Canada’s tighter immigration could mean higher wages – but a cooler housing market

Forecast sees job market resilience, fewer rate cuts, and muted momentum in home sales

Canada’s tighter immigration could mean higher wages – but a cooler housing market

Canadian workers could soon gain more bargaining power as a tighter labour market fuels faster wage growth, according to a new economic forecast from The Conference Board of Canada.

The think tank expects that slower population growth, driven by federal efforts to curb immigration, will lead to stronger wage increases in the years ahead, even as hiring remains cautious amid ongoing trade tensions with the US.

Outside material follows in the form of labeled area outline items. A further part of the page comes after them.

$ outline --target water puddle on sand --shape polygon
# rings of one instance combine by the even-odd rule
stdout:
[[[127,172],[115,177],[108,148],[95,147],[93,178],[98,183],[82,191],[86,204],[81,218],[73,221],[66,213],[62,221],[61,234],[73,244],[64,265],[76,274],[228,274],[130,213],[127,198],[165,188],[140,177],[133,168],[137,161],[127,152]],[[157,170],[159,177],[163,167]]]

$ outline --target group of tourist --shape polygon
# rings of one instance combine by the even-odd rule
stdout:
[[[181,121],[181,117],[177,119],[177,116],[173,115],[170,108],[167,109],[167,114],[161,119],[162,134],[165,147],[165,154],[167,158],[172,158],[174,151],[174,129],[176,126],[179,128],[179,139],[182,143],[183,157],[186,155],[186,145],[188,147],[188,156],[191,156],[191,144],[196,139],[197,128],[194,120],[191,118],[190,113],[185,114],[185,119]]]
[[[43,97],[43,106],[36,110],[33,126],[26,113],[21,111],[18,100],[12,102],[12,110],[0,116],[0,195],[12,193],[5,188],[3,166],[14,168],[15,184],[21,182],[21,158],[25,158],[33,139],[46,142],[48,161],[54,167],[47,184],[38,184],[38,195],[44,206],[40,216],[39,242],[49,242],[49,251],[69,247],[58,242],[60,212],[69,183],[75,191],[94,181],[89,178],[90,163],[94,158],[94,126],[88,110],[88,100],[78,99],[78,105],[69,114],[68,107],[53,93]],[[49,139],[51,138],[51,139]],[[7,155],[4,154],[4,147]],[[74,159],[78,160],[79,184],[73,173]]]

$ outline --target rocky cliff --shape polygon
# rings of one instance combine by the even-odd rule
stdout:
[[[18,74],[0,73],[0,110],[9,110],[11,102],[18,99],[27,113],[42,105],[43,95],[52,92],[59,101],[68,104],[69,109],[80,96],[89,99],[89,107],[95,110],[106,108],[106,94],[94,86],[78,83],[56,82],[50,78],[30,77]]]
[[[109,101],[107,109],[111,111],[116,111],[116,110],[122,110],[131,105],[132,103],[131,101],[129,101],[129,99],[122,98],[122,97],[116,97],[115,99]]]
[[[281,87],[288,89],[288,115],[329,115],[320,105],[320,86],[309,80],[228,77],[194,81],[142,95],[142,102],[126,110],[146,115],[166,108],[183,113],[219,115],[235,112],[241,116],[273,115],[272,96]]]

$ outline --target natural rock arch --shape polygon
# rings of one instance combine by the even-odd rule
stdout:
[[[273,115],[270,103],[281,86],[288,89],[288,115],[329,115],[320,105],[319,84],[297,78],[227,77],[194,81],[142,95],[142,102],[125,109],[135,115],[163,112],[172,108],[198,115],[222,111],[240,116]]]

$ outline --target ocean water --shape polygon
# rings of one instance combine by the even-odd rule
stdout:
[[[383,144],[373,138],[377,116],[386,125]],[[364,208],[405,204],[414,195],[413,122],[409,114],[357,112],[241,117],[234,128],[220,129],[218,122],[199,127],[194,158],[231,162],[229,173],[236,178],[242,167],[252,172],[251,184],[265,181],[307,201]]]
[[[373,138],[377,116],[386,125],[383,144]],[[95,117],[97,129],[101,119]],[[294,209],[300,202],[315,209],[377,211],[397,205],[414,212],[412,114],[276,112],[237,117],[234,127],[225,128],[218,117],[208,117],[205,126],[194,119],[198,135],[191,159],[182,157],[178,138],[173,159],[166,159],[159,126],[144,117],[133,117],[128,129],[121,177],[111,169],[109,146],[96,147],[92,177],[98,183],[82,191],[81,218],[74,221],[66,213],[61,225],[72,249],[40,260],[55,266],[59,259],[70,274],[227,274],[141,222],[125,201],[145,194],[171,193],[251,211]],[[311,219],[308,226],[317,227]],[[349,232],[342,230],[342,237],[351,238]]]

“There is sort of a movement towards workers having a little more power, and that should accelerate wage growth a little bit in the second half of the year and into next year,” Cory Renner, the board’s associate director of economic forecasting, said in an interview, according to The Canadian Press.

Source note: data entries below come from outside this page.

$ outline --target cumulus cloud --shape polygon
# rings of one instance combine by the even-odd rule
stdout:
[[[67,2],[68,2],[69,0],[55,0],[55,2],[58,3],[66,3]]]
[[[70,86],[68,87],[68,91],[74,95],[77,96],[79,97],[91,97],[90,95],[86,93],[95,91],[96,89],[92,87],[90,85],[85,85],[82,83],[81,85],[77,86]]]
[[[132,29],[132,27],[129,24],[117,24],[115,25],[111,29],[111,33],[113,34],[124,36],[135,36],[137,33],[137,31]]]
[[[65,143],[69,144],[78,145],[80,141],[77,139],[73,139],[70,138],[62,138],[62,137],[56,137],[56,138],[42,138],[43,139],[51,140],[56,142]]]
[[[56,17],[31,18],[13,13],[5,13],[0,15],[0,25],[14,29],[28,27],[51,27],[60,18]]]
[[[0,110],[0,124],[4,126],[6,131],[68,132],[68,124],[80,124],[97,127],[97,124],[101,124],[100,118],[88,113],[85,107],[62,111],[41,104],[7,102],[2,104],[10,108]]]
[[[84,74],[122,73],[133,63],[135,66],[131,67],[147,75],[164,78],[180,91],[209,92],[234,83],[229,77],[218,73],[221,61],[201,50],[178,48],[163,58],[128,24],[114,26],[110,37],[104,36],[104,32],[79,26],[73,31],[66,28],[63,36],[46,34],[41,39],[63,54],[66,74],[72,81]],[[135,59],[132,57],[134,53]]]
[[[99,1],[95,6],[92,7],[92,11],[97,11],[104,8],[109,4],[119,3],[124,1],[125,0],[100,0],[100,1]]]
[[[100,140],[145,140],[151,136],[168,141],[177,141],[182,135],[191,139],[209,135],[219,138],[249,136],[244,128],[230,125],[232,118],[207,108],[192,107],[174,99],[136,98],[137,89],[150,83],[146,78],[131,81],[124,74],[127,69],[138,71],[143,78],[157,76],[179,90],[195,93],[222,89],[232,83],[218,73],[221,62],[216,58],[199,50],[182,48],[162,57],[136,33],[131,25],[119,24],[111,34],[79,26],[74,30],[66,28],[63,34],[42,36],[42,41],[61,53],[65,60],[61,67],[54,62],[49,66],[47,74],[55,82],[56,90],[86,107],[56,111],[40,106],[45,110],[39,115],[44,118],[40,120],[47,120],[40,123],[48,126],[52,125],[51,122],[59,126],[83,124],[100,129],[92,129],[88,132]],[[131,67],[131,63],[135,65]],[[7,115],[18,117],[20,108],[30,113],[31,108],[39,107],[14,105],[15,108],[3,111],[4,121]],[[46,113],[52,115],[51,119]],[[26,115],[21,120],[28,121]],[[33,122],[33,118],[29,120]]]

Wage growth is already holding steady. Average hourly wages rose 3.4% year-over-year in May, matching April’s pace, according to Statistics Canada. The Conference Board projects this trend to continue as labour force growth slows, tipping the balance back in favor of workers.

In the first quarter of 2025, employment outpaced labour force growth for the first time in more than two years, the report said. This reversal suggests businesses may soon struggle to find talent, leading to increased competition for workers and ultimately higher wages.

The national unemployment rate, which stood at 7% in May, is expected to decline to 6.2% in 2026 and 5.8% by 2027.

Tighter labour supply influences housing market outlook

While rising wages could support consumer confidence and housing demand, the effects are expected to be nuanced, especially in light of the federal government’s move to restrict immigration, a key driver of both labour supply and housing demand in recent years.“Lower immigration will be a bit of a dampener on consumer spending and, of course, the housing markets and rental markets for a little while,” said BMO senior economist Sal Guatieri earlier this year.

The Conference Board report noted that housing activity has been largely depressed in 2025, as fears of job losses sidelined would-be homebuyers. While a slight rebound in home sales could take shape next year, a sustained immigration slowdown could reduce pressure on the housing market.

Read more: Could population decline spell trouble for Canada’s housing market?

Guatieri believes that if population growth slows significantly, it could reduce the urgency behind the federal government’s ambitious homebuilding targets, which currently aim to double annual housing starts.

“I’m not so sure we’ll need a half-million new homes every year as planned unless immigration gets back to 3% annual growth,” he said.

Tariff contraction

The Conference Board said that although Canada’s labour market has been “resilient” in 2025, much of the pressure has been concentrated in trade-sensitive sectors like manufacturing and transportation.

Overall employment remains slightly above end-of-2024 levels, but hiring is expected to stay subdued for the rest of the year as companies grapple with economic uncertainty tied to US trade policy.

“The labour market’s actually holding up better than we expected,” Renner said, describing it as one where both workers and employers are hesitant to make big moves.

The board forecasts economic growth of 1.5% in 2025, with a possible contraction in the second quarter due to tariffs before momentum gradually returns.

The Bank of Canada has held its benchmark interest rate at 2.75% in its last two decisions, citing the need for more clarity on how tariffs are influencing inflation and growth. Inflation was 1.7% in May, with modest improvement in core measures but not enough to shift market expectations ahead of the central bank’s next announcement on July 30.

The Conference Board expects one more quarter-point rate cut in the second half of the year. Renner said the decision will depend on whether tariff-related weakness intensifies or whether inflationary pressure persists.

“If we see higher tariffs on Canada, we see the economy weaken more, then at that point, we think the Bank of Canada will have more interest in cutting rates further,” he said. “But for now, really, the risks seem to be tipping towards higher inflation and the economy just barely hanging on.”